Dye Workshop May 2023

Stephanie Hoyledyeing reports, event reports, Reports

What a wonderful day! The weather was kind, the venue perfect for our needs, and the workshop both fun and inspiring! This was our first time at Glachbeg Croft, where we were made very welcome. We set up for the dyeing in an open sided barn – outside, but undercover, and with an earth floor. We also had use of a modern building which is used for workshops etc, where we could sit down for tea or coffee and eat our lunch.

Susan started us off with shibori. We tore up old cotton sheets so that everyone had two or three pieces of cloth to dye. Then Susan showed us how to fold and tie the material tightly to exclude dye from some areas – she had brought small blocks of wood, buttons and pegs to include to make different patterns. Once the fabric parcels were tightly tied, dye was applied liberally to the exposed parts, then after a quick whizz in the microwave, they were left to set. We were using Procion fibre reactive dyes, with sodium carbonate as fixative for cotton and other cellulose fibres – no heat is needed to fix the dye, but a minute in the microwave helps to get the process started. Those who had used anything which included metal to make their patterns couldn’t microwave, but the results were just as good when the pieces were unwrapped later. After everyone had tied up a couple of pieces, we had a tea break and Susan introduced the idea of stitching then drawing up the stitches tightly, as another way of excluding dye from some areas of the fabric.

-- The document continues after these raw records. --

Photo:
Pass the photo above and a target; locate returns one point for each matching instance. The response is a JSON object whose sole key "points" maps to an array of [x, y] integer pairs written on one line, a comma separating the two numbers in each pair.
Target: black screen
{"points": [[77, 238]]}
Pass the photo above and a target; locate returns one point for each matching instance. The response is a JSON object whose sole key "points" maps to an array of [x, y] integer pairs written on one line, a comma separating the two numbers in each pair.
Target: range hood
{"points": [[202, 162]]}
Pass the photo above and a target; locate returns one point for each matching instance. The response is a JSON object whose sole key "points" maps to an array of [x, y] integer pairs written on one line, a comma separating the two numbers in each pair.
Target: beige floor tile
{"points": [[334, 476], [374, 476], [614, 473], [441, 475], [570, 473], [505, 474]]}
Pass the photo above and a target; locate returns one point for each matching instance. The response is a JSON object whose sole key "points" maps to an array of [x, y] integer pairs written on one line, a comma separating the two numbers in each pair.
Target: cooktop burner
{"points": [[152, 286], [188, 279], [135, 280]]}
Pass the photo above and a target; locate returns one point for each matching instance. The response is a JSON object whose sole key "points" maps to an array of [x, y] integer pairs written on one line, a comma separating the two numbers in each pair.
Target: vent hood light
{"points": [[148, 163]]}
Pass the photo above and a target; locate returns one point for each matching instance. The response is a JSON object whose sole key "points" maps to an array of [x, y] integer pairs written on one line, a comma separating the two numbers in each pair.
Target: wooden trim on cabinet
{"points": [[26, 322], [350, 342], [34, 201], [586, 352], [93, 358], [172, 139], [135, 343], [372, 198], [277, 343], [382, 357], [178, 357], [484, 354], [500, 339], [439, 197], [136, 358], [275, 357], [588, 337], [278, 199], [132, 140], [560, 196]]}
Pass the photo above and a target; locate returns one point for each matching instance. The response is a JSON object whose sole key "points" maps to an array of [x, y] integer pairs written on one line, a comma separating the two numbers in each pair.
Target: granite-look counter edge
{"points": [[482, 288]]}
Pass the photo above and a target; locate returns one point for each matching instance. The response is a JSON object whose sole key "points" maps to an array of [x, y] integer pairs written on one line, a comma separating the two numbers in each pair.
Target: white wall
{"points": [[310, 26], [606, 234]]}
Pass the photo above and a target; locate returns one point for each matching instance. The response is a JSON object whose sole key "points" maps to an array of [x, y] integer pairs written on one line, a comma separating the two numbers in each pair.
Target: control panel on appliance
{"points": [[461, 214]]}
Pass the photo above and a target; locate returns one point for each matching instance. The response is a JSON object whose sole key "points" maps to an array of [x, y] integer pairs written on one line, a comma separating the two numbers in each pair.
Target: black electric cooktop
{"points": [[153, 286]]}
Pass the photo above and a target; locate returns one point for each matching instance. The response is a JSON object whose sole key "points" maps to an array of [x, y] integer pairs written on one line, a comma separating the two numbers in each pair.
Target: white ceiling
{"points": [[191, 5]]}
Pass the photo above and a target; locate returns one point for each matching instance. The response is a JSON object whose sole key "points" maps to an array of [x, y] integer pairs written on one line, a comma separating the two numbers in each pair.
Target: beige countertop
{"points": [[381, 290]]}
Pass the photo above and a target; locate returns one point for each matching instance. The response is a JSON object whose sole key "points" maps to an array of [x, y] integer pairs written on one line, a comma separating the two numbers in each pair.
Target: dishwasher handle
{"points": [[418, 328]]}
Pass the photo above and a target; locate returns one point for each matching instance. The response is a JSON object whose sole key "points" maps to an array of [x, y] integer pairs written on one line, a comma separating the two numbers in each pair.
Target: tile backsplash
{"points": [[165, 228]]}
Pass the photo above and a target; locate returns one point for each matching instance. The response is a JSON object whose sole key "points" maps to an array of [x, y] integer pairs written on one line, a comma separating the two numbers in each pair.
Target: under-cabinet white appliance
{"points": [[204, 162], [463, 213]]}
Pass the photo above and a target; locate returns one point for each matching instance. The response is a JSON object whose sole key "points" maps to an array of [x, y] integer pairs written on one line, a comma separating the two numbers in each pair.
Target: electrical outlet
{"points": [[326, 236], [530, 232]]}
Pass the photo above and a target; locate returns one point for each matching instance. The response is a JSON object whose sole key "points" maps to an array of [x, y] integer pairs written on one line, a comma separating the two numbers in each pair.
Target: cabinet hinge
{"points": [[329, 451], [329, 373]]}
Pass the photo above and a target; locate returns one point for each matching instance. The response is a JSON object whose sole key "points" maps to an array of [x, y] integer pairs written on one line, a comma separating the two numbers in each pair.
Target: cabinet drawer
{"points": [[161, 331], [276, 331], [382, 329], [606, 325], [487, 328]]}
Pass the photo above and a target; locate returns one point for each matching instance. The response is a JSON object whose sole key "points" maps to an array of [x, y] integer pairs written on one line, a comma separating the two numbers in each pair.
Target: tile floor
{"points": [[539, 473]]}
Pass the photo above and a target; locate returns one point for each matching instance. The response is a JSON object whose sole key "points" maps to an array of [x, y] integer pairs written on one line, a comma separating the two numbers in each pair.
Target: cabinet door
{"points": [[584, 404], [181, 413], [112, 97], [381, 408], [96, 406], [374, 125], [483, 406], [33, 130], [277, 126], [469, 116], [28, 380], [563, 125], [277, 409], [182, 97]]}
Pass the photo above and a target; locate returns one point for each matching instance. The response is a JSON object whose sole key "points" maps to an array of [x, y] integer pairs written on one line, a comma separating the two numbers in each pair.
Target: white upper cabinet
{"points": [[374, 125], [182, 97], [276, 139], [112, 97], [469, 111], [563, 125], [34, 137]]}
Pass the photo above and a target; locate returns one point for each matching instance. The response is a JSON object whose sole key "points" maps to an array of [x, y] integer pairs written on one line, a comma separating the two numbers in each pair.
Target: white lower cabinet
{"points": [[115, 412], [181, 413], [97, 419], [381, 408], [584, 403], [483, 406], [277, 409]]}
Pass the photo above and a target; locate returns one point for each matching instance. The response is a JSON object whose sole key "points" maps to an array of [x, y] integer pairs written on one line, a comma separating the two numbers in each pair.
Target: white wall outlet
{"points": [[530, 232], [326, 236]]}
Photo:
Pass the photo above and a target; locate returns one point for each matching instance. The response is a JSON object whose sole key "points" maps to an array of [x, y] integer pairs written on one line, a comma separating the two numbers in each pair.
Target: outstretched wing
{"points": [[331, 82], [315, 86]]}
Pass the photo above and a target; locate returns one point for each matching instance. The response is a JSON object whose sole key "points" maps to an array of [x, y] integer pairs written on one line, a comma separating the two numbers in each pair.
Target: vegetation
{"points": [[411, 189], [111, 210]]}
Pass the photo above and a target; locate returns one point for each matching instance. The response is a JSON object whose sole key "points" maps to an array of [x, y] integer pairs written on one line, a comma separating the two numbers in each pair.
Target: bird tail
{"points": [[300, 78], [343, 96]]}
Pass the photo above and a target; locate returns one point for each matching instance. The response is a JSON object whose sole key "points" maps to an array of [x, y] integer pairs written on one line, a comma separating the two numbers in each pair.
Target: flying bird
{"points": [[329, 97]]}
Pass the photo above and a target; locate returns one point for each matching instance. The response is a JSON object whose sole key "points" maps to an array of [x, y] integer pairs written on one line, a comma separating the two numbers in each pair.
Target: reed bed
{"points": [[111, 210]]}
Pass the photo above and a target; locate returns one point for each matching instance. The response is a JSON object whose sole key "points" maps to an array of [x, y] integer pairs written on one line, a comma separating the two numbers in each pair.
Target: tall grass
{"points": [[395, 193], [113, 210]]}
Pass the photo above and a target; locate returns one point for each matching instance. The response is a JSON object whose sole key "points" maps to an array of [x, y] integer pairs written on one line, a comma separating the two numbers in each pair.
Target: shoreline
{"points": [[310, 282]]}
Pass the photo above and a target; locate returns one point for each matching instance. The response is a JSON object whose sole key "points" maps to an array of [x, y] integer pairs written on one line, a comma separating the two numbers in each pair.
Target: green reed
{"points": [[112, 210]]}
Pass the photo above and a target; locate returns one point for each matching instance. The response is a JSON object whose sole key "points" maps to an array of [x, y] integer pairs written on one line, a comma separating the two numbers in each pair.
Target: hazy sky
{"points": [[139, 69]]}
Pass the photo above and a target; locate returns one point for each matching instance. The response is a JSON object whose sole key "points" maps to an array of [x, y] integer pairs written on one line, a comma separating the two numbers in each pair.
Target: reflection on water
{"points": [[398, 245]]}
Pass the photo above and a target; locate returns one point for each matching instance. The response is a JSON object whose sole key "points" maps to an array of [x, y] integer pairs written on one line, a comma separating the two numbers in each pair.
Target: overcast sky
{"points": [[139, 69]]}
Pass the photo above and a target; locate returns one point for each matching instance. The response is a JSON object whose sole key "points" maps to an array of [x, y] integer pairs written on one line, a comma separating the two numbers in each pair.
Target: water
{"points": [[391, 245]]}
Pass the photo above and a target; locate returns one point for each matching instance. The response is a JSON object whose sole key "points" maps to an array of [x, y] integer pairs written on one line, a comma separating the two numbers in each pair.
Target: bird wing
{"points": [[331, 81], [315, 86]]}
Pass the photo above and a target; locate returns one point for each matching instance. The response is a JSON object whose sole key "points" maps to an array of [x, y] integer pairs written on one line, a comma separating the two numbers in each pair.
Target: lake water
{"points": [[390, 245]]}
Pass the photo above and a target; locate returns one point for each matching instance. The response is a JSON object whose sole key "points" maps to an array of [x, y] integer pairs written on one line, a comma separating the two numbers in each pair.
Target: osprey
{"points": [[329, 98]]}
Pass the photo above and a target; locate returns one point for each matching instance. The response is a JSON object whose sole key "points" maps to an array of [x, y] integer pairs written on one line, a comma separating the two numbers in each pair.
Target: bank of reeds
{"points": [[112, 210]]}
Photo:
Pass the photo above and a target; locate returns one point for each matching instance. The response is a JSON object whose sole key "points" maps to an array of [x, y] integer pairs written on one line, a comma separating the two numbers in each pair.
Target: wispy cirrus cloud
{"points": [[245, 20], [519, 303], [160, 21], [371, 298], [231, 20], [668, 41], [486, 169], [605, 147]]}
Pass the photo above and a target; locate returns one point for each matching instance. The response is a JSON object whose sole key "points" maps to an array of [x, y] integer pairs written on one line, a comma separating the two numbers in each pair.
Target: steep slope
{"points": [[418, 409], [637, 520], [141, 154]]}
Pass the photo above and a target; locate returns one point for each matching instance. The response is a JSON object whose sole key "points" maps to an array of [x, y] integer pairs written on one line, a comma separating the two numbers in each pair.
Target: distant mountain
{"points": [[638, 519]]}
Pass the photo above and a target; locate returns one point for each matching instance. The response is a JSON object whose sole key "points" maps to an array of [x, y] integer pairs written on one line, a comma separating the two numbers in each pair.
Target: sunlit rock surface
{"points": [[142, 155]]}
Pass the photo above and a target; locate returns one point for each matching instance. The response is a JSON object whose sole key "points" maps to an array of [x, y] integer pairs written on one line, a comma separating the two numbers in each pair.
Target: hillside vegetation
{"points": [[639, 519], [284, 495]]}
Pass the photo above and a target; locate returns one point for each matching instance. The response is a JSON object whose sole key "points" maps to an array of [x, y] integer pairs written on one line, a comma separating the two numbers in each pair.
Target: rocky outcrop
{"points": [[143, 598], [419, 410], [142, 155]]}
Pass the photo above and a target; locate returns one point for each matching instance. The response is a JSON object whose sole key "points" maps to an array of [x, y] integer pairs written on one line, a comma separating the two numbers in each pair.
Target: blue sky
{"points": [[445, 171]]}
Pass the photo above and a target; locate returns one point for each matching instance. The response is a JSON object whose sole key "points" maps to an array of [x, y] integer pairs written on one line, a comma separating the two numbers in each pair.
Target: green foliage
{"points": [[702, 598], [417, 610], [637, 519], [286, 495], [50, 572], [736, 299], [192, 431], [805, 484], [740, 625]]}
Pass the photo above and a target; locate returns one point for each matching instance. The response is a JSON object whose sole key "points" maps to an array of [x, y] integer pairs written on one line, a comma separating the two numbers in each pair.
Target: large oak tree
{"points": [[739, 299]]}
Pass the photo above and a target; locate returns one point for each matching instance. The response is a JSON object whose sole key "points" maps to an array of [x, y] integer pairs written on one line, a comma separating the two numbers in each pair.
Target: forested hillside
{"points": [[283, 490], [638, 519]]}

Once dye had been applied to the stitched samples, Susan introduced something new to everyone: Jacquard Solarfast dyes. These were applied to the fabric in the darkest part of the barn, then objects (leaves, coins, etc) were arranged on top, and the pieces of fabric then set out in the sun. We left them while we had lunch, then carried them into the back of the barn again and quickly removed the leaves etc and washed the fabric as thoroughly as possible to remove any residual dye. This is important as any dye remaining will react with the light and the pattern will be lost. The initially pale colour had darkened where the fabric was exposed to the sun, but remained pale where it had been covered, leaving an imprint of whatever had been laid on top.

By this time everyone was curious to see the outcome of the shibori experiments, so these were unwrapped and admired. Some had worked better than others, but all were attractive. Those who hadn’t used the stitching technique before mostly found that their stitching hadn’t been pulled tight enough – a learning point for next time. The fibre reactive dyes can take 24 to 48 hours to fully set, so participants were advised not to rinse their work till the following day at least.

In the afternoon Susan introduced the use of acid dyes on wool. She gave everyone pre-soaked tops in white, grey, brown and black, and a little piece of fleece. These were to be dyed with the same solid colour to show how the end results varied. She then introduced rainbow dying – playtime! Lay a length of pre-soaked tops on clingfilm, add splashes of different colour dyes at intervals, squish to blend where the colours meet, roll in the clingfilm, closing the ends, and microwave! The wool needs to be pre-soaked so that it takes up the dye effectively, but should be squeezed out before applying the dye. The fixative for wool is lemon juice or vinegar, and the dyes need to be heat fixed, so the microwaves worked hard for the rest of the day.

At the end of the day everyone had a range of samples, and a lot of ideas for more experiments. Thank you, Susan for a great day!